Those episodes against Boston have contributed to the notion, popular in New York, that Rodriguez has yet to earn his pinstripes, especially in the shadow of the venerated Jeter. In fact, Rodriguez has batted .281 and has an .865 OPS (on-base plus slugging percentage) against Boston since becoming a Yankee, including the playoffs and last weekend when he reached base eight times in 11 plate appearances as New York lost two out of three games. In that same period Jeter has hit .215 with a .621 OPS against Boston.
Even Yankees legend Reggie Jackson, who has become a friend and counselor to Rodriguez, says, "I think there's always going to be some doubt until he does something [special] to be accepted at the pinstriped gates and into the pinstriped corral. He has control of that with the bat and ball in his hand. There's too much ability there for it not to happen."

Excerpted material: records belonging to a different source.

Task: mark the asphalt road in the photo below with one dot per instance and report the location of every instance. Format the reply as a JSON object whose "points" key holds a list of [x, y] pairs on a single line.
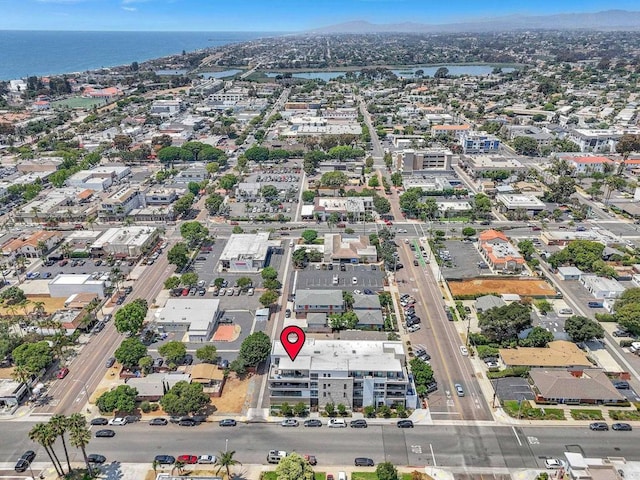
{"points": [[442, 445]]}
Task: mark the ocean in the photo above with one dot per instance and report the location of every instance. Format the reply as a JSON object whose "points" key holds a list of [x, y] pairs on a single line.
{"points": [[24, 53]]}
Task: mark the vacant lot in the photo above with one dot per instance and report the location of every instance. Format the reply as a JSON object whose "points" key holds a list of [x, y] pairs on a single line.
{"points": [[524, 287]]}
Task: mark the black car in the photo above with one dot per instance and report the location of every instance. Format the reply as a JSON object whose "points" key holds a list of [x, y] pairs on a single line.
{"points": [[622, 426], [405, 424], [25, 461], [359, 423], [598, 426], [165, 459], [95, 458]]}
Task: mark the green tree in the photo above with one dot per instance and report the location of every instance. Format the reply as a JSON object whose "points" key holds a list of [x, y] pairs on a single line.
{"points": [[171, 282], [130, 351], [189, 279], [183, 204], [121, 399], [386, 471], [525, 146], [41, 433], [309, 236], [80, 436], [468, 231], [255, 348], [173, 351], [502, 324], [193, 232], [225, 461], [207, 354], [582, 329], [178, 255], [185, 398], [269, 273], [294, 467], [58, 425], [129, 319]]}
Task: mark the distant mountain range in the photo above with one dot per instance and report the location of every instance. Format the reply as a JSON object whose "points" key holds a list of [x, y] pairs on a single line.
{"points": [[606, 20]]}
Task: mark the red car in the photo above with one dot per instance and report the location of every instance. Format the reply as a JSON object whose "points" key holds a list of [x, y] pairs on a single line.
{"points": [[188, 459]]}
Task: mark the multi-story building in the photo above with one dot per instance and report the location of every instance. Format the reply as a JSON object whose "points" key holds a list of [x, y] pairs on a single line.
{"points": [[354, 373], [410, 161], [117, 206]]}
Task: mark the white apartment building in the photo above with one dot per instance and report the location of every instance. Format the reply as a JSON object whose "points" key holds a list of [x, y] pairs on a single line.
{"points": [[354, 373]]}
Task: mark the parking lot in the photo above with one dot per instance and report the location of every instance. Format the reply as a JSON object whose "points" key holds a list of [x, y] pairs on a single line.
{"points": [[464, 260], [313, 277]]}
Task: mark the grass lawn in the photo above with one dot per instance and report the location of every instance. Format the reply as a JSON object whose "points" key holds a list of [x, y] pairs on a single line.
{"points": [[587, 415], [624, 414], [513, 408]]}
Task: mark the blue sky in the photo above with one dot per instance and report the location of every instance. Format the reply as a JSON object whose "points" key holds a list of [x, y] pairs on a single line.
{"points": [[266, 15]]}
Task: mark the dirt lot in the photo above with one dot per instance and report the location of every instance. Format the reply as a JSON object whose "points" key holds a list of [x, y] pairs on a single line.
{"points": [[524, 287]]}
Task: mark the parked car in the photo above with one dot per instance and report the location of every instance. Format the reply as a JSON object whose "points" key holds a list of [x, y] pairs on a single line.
{"points": [[621, 426], [289, 422], [165, 459], [24, 461], [188, 459], [598, 426], [95, 458], [158, 421]]}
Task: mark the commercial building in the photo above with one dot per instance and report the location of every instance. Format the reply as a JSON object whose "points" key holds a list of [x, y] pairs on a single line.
{"points": [[64, 285], [601, 287], [195, 318], [348, 249], [354, 373], [574, 386], [247, 252], [557, 354], [318, 301], [131, 241], [495, 248], [512, 202], [409, 161]]}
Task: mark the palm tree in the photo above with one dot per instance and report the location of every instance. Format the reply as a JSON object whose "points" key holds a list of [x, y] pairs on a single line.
{"points": [[225, 460], [80, 436], [59, 425], [41, 433]]}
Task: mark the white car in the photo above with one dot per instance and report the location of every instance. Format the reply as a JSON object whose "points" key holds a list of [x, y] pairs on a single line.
{"points": [[554, 463], [207, 459]]}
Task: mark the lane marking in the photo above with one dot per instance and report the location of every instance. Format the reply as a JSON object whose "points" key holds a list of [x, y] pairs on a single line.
{"points": [[516, 434]]}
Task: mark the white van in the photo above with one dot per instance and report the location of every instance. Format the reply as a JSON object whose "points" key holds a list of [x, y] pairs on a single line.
{"points": [[337, 423]]}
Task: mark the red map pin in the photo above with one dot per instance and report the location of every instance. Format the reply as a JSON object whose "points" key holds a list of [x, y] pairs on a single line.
{"points": [[292, 339]]}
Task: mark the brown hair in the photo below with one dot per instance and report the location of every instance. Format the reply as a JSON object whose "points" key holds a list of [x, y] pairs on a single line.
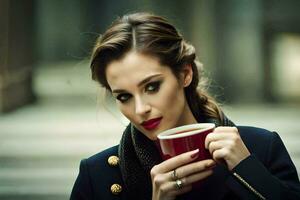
{"points": [[153, 35]]}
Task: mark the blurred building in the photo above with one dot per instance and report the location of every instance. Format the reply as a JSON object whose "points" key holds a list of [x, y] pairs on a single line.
{"points": [[249, 48]]}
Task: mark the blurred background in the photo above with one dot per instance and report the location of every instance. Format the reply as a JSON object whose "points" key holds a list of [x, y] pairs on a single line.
{"points": [[52, 114]]}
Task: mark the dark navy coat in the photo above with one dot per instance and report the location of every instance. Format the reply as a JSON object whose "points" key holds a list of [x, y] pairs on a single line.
{"points": [[268, 173]]}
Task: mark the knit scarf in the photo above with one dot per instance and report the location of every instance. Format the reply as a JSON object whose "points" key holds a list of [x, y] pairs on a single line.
{"points": [[138, 155]]}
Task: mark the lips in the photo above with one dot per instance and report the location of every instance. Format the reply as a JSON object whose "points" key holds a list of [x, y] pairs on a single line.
{"points": [[152, 123]]}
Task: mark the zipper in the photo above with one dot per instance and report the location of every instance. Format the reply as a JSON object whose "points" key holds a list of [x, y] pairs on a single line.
{"points": [[246, 184]]}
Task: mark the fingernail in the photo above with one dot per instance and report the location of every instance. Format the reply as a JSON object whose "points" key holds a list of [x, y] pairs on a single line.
{"points": [[195, 153], [211, 164]]}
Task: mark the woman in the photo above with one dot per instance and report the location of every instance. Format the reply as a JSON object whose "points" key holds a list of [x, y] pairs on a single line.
{"points": [[153, 74]]}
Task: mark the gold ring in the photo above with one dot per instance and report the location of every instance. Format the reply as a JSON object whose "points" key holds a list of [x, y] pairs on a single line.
{"points": [[174, 175], [178, 184]]}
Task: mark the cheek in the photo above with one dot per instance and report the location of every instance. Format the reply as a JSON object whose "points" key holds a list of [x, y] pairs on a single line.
{"points": [[171, 99], [126, 110]]}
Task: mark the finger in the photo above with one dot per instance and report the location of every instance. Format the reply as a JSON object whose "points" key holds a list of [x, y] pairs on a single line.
{"points": [[197, 177], [220, 154], [215, 136], [187, 182], [226, 129], [177, 161], [183, 190], [218, 144], [193, 168]]}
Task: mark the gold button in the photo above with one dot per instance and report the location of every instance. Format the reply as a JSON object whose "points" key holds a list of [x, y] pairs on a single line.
{"points": [[116, 189], [113, 160]]}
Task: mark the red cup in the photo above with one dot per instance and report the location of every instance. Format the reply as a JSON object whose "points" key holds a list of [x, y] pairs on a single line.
{"points": [[185, 138]]}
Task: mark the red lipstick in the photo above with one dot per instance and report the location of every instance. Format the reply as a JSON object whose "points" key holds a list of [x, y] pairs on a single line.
{"points": [[152, 123]]}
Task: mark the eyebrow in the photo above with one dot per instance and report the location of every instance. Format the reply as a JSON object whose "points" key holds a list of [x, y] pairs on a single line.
{"points": [[139, 84]]}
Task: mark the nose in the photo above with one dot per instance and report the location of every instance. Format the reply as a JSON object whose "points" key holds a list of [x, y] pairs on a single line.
{"points": [[142, 107]]}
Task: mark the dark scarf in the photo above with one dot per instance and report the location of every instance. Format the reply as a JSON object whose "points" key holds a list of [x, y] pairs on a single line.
{"points": [[138, 155]]}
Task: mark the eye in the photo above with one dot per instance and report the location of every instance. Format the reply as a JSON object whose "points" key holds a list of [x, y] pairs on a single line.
{"points": [[153, 87], [123, 97]]}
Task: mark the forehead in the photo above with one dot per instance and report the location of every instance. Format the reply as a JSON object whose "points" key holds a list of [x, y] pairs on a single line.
{"points": [[133, 68]]}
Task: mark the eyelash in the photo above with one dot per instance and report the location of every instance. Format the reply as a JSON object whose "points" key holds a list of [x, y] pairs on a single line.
{"points": [[155, 88]]}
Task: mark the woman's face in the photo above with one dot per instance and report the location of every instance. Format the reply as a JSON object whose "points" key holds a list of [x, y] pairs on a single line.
{"points": [[148, 93]]}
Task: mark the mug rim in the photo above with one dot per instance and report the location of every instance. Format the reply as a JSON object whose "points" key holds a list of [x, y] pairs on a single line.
{"points": [[167, 134]]}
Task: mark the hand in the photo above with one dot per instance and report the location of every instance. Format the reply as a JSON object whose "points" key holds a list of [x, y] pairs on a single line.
{"points": [[163, 180], [225, 144]]}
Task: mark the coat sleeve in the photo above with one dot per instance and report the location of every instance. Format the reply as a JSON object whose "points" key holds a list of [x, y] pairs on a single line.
{"points": [[277, 179], [82, 189]]}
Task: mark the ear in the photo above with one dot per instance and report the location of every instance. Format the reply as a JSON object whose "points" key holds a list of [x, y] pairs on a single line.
{"points": [[187, 75]]}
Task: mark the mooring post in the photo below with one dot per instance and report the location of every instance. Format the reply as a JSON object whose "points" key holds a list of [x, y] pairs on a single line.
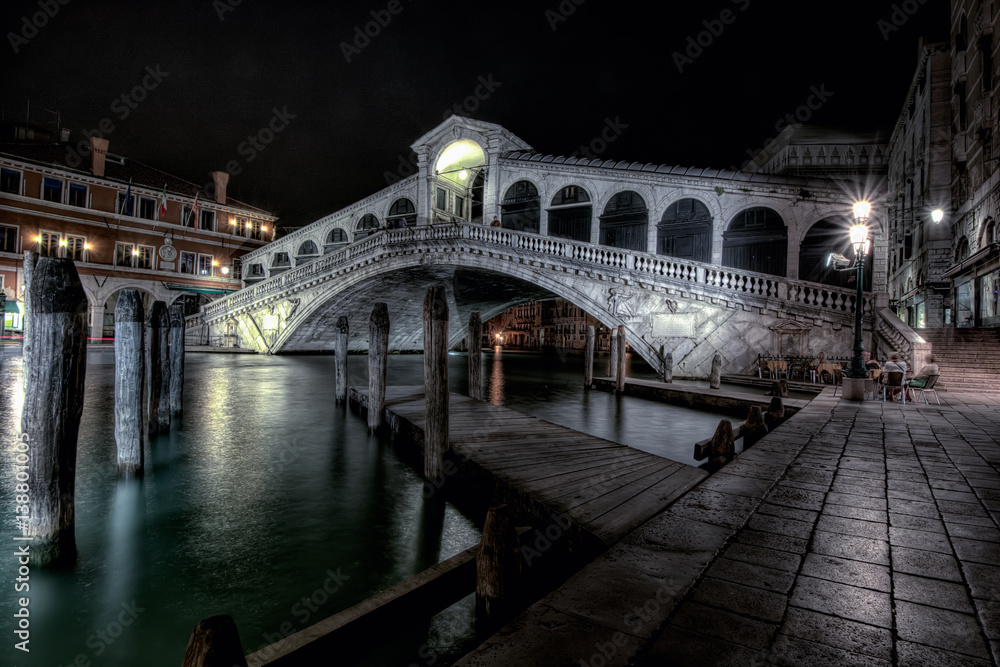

Last year Rodriguez batted .286 with 36 homers and 106 RBIs, one of the best statistical seasons by a Yankees third baseman but A-Rod's worst since 1997. After having been traded to New York a week before spring training began, Rodriguez learned a new position, lived for two months in a hotel with his then pregnant wife (who gave birth to a daughter, Natasha, in November), contended with frequent questions and gossip about his sometimes cool relationship with Jeter, worried what the newspapers were writing about him and tried to accommodate unending media requests for his time. Amid these distractions Rodriguez developed a mechanical flaw in his swing in which he wrapped his wrists as they moved back to a cocked position.
"He was like that in spring training," New York hitting coach Don Mattingly says, "and because he was new to us, I thought, Well, maybe this is how he does it. But as [he struggled]--two, three months--I decided, O.K., maybe this isn't right."
Says Rodriguez, "I was so out of whack, there were times when Donnie would flip me balls and I couldn't hit them." Rodriguez stopped wrapping his wrists and finished up strong. After the season he went home to Miami and decided to overhaul his approach to playing in New York. As Torre put it, "He needed to unclutter his mind."
A voracious reader of the sports section, Rodriguez says he has stopped perusing the New York newspapers, though he admits to occasionally listening to talk radio. He also decided to limit his typically generous accessibility to the media. "Last year I was trying to please everyone, to be all things to all people," Rodriguez says. "I needed to concentrate more on just doing my job and helping the Yankees win. That's it. There's no place like New York. And I found out that until you go through it for a season, you really don't know it. Now I know the landscape."
"From Day One of spring training," says Mattingly, "it's been night and day from last year. Right from that first day he had his swing. You could tell right away that he was relaxed."
Without the flaw in his wrists or the anxiety with runners on (after hitting .248 in those spots last year, he was hitting .303 through Sunday), Rodriguez has rediscovered his smooth stroke and opposite-field power. He also was second in the AL in walks, with 31, and on pace for 100. "I do my best hitting when I'm walking," he says. "That means I'm relaxed and my pitch recognition is a lot better. That's what happens when you take stress out of the equation. I don't feel like every pitch is the last pitch like I did last year."
Rodriguez has made one other adjustment: He drives himself to and from Yankee Stadium rather than using a chauffeur, which he did last season. "It doesn't seem that important, but it's a big adjustment," he says. "It's my personal time to prepare for the game or wind down from it. I can talk on the phone, play music, sing, whatever, and it's just me. If someone's in the car with you, you're not going to be singing. Just having that time alone has helped me relax."